2. Do a down hole survey with a source that generates SH-waves.
3. Invert body wave dispersion and decay with CAINV3 8.2.7. This will provide stiffness, C1, and damping, C2 values under a Kelvin-Voigt model (Equation 4).
4. Select a relevant frequency and porosity and compute Kelvin-Voigt damping ratios using KD4kvmb 8.3.1. The coupled damping ratio is the most likely one. The program will also return the corresponding hydraulic conductivities, $KD$ in $m/s$.

   Note this solution should agree with figure like Figure 34 when that figure is computed for the same relevant frequency.

Figure 36: Prompt for input in KD4kvmb.m run

Why use the Kelvin-Voigt (KV) constitutive representation for a soil? The problem with the KV model is that frame and fluid masses are lumped together as one. The KVMB representation frees the two masses to move which leads to an estimate of permeability. Engineering practice has been to use the KV representation, as in resonant column analysis. The CAINV3 joint inversion of wave dispersion and decay to values of stiffness and damping follows that same KV practice. However, the KVMB representation can also be used to map up to two (coupled and uncoupled) cases of equivalent KV damping. It is also possible that there will be only one result of KV damping if one is at the peak of the curve. Consider drawing a horizontal line to intersect a curve like those in Figure 34.
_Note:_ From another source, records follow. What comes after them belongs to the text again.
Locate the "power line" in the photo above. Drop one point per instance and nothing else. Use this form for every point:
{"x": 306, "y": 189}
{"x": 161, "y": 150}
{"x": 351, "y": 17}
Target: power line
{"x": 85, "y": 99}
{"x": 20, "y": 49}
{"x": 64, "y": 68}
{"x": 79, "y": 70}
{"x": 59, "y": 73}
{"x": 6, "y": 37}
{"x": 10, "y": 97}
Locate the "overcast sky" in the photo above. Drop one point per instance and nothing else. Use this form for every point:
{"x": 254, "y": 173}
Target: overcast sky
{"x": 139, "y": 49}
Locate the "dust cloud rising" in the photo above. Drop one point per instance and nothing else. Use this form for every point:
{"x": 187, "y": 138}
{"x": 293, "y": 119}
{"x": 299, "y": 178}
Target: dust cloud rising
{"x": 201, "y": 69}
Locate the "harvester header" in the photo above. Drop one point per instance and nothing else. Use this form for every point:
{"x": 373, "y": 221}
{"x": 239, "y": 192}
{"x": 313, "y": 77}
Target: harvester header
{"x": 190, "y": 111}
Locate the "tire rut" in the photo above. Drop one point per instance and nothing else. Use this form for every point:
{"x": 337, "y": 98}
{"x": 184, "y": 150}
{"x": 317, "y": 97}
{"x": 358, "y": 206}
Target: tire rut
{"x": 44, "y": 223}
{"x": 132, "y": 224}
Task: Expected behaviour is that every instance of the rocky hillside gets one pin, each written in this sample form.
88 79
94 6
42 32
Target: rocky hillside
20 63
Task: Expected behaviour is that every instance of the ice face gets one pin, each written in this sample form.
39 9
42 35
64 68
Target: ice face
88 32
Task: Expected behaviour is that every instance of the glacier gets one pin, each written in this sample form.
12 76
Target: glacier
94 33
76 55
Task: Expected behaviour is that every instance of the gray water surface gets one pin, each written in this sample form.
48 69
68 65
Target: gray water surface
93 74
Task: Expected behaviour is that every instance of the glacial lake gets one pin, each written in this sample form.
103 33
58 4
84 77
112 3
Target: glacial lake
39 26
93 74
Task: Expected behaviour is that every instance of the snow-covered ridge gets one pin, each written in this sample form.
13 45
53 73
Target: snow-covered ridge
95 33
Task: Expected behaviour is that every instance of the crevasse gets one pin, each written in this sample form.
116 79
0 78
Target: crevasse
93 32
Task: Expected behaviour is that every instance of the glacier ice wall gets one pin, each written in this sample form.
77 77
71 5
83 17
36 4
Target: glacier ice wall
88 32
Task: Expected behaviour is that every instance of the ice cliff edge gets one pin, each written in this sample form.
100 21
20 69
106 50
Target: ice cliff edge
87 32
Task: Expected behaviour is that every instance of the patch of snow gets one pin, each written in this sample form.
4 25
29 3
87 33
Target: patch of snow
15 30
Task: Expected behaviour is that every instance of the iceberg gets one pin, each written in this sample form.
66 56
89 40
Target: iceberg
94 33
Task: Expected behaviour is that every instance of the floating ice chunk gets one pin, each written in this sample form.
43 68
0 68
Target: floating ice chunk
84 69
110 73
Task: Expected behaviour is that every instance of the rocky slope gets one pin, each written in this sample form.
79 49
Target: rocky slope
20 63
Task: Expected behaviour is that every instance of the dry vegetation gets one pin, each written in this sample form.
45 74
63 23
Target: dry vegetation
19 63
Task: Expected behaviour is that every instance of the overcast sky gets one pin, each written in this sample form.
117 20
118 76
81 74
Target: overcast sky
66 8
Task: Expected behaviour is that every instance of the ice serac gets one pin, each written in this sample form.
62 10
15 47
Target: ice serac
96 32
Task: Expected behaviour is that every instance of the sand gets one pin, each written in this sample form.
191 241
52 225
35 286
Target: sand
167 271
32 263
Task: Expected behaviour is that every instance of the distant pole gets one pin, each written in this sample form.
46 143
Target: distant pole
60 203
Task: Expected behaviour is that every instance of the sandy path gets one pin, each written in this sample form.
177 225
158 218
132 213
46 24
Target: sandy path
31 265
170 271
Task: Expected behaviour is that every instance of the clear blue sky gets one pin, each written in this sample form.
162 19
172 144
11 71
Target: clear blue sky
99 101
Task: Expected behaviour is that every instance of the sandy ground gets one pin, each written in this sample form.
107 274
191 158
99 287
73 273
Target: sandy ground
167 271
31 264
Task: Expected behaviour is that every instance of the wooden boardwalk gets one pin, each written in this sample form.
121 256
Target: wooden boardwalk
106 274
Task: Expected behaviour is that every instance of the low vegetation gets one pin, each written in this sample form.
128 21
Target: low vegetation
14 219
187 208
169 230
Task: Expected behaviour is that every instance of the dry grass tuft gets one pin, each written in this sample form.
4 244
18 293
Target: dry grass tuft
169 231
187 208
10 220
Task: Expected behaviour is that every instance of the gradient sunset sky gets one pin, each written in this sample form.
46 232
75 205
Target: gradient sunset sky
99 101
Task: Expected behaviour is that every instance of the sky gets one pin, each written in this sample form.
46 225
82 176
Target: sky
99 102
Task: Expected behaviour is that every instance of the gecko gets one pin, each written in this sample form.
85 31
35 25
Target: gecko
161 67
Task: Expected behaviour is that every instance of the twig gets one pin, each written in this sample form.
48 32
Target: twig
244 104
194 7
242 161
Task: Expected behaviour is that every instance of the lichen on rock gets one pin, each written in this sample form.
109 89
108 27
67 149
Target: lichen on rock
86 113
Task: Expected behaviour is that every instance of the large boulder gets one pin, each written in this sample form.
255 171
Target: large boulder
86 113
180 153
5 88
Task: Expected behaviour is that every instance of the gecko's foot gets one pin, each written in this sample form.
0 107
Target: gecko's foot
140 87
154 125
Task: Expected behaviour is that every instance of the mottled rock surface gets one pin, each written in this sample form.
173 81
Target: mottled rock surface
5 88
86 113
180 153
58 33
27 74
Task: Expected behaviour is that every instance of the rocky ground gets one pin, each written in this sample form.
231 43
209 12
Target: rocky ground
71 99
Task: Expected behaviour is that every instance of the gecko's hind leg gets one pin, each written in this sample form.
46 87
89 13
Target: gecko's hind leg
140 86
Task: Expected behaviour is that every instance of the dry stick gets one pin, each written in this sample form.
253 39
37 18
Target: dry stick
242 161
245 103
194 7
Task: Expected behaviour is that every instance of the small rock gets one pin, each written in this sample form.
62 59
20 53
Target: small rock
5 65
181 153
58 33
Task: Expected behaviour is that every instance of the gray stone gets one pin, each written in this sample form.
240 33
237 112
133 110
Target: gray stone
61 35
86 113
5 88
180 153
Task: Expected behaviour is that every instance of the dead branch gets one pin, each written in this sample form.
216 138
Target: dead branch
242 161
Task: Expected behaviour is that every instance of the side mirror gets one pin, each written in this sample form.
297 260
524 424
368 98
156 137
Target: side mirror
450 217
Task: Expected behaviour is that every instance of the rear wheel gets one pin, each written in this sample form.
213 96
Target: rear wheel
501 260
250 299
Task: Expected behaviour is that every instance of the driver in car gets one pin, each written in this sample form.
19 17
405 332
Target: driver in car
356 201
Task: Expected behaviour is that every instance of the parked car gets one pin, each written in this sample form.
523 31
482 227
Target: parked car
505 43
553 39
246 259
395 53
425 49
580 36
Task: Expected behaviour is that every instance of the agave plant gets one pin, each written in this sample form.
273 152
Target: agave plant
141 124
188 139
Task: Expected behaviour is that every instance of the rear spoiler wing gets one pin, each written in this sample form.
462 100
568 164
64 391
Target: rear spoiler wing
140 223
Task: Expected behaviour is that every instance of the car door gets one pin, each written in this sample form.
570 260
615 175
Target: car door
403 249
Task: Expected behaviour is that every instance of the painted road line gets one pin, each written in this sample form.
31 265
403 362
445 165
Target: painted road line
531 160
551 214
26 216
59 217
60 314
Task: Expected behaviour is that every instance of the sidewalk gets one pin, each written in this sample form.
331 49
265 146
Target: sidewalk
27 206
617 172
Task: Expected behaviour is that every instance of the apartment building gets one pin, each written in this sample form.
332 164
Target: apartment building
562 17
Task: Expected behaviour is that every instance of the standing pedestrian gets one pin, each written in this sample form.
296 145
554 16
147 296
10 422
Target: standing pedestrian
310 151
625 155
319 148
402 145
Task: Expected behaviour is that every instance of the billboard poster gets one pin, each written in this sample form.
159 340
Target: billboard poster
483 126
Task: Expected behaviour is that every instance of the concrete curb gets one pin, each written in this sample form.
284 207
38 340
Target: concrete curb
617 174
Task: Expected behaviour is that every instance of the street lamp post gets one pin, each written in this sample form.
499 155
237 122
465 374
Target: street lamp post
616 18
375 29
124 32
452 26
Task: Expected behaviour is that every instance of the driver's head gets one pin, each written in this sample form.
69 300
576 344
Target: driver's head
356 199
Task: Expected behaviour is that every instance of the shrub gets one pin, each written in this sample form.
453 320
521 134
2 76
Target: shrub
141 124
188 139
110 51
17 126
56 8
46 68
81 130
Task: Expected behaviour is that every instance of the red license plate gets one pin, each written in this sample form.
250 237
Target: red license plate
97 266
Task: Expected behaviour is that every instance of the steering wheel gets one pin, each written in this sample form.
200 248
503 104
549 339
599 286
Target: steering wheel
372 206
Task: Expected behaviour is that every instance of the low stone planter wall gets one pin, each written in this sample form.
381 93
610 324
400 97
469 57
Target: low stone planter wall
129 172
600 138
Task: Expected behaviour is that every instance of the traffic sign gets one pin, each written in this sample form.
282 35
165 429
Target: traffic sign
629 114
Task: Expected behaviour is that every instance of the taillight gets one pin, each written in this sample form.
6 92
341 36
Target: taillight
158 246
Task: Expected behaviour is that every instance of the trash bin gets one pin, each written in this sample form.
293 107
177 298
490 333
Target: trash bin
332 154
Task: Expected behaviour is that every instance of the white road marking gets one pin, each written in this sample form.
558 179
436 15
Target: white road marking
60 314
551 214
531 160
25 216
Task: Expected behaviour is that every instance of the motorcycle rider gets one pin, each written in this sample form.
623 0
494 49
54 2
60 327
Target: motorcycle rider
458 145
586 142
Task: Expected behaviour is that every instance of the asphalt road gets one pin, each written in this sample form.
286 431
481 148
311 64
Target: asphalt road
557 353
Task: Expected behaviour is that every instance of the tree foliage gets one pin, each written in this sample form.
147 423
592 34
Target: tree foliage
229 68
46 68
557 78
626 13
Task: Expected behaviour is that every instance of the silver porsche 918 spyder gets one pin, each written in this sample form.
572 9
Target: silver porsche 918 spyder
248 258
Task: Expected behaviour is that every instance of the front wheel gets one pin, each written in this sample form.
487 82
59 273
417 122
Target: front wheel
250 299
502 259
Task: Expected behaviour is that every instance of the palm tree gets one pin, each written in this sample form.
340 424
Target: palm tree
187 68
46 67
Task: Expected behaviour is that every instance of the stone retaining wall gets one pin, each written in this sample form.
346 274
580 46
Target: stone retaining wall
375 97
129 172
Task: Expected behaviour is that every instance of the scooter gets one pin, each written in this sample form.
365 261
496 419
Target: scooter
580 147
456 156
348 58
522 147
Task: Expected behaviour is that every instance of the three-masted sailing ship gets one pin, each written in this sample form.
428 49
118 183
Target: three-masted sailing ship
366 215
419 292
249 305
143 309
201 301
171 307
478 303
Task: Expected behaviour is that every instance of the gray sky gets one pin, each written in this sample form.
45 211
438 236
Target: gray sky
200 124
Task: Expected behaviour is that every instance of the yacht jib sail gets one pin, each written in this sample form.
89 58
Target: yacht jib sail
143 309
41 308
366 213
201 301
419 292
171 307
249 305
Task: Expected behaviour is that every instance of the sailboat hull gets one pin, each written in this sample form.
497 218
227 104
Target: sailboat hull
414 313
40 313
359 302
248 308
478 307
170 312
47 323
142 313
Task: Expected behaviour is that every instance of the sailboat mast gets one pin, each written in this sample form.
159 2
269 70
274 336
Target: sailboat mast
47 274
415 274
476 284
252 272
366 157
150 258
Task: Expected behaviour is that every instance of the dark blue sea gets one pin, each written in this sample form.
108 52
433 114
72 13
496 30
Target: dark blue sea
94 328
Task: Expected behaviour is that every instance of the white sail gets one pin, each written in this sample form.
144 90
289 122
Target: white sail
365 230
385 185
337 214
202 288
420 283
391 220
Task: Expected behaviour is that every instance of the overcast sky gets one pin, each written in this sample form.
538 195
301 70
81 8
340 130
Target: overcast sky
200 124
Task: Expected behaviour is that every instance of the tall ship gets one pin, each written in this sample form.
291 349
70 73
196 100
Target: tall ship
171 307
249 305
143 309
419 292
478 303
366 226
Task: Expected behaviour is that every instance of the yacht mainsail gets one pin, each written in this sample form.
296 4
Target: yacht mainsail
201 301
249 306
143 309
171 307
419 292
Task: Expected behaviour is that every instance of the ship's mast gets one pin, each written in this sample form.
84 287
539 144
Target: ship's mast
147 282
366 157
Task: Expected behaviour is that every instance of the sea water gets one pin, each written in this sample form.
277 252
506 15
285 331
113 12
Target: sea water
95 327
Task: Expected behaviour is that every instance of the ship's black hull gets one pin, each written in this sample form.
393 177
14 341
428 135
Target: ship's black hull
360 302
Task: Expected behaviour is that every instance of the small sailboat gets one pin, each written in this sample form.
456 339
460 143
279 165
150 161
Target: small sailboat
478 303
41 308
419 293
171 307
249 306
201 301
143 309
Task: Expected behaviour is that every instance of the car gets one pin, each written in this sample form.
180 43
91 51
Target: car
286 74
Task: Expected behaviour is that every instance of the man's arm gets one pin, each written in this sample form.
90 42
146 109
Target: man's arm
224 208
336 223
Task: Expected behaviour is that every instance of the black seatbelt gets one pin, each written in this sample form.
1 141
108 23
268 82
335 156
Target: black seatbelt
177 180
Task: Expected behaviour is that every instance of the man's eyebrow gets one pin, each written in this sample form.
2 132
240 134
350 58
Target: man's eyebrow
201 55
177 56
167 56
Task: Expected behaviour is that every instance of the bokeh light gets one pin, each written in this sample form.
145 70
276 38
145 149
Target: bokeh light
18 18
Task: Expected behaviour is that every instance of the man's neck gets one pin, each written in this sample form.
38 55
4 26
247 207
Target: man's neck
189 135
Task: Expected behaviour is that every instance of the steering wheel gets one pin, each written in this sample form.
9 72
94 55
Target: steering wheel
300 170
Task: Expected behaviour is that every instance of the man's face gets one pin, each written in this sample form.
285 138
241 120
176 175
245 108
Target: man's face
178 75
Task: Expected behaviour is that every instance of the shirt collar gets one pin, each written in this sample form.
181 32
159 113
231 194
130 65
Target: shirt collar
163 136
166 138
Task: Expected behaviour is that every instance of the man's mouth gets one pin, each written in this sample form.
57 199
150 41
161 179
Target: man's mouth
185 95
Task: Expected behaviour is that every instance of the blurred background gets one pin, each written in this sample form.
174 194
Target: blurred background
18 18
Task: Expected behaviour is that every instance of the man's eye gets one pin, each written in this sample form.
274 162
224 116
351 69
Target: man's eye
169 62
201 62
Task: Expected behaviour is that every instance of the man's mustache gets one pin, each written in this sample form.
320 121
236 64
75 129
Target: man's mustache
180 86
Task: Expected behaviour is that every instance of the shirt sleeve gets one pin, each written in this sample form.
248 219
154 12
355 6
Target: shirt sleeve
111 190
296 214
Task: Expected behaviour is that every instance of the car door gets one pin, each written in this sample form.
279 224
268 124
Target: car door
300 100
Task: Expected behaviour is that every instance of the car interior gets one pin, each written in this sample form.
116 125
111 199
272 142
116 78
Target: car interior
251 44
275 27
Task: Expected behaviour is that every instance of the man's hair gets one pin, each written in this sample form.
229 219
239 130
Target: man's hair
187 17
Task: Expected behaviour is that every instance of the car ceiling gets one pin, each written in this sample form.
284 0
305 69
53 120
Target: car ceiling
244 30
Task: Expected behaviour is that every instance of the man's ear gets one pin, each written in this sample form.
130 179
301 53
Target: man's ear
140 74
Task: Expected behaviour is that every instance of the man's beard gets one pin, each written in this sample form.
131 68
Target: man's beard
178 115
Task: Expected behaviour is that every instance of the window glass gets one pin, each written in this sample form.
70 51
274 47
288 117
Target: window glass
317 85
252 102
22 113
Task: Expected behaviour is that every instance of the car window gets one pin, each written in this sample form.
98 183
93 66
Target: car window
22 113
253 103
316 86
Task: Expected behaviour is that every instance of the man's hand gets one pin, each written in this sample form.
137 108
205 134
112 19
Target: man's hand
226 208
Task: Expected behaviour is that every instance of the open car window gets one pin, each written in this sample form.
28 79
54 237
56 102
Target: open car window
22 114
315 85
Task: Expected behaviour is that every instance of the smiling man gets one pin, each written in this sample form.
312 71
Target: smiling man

An example of running KD4kvmb is shown to illustrate the final step of the procedure 8.3.1.1. The results of the run shown in Figure 36 are:

SOLUTION (+/- 95 Percent Confidence)
Freq=12(Hz) Resonator_L=1.33(m)
Damping Ratios: Peak=0.030293 Wave=0.018850 (+/-0.01450)
Coupled (b_case): DR=0.018850 KD=0.01224(+/-0.0117m/s)
UnCoupled (a_case): DR=0.018849 KD=0.09169(+/-0.0881m/s)
Porosity: 0.250 (+/-0.038)
Relaxation Time Tr=C2/C1=0.50 msec

The notation is as follows:

• Peak damping ratio (DR) is the theoretical maximum for the case at hand.
• Wave damping ratio is the result of the CAINV3 joint inversion of a down-hole SH-wave survey.
• KD is the estimate of hydraulic conductivity ($m/s$). There are two of these unless the wave equals the peak damping ratio.
• Relaxation time is in milliseconds. It is analogous to the time it takes a sponge to recover its shape when squeezed under water and then released. The more permeable the sponge, the quicker the water can enter the sponges pores.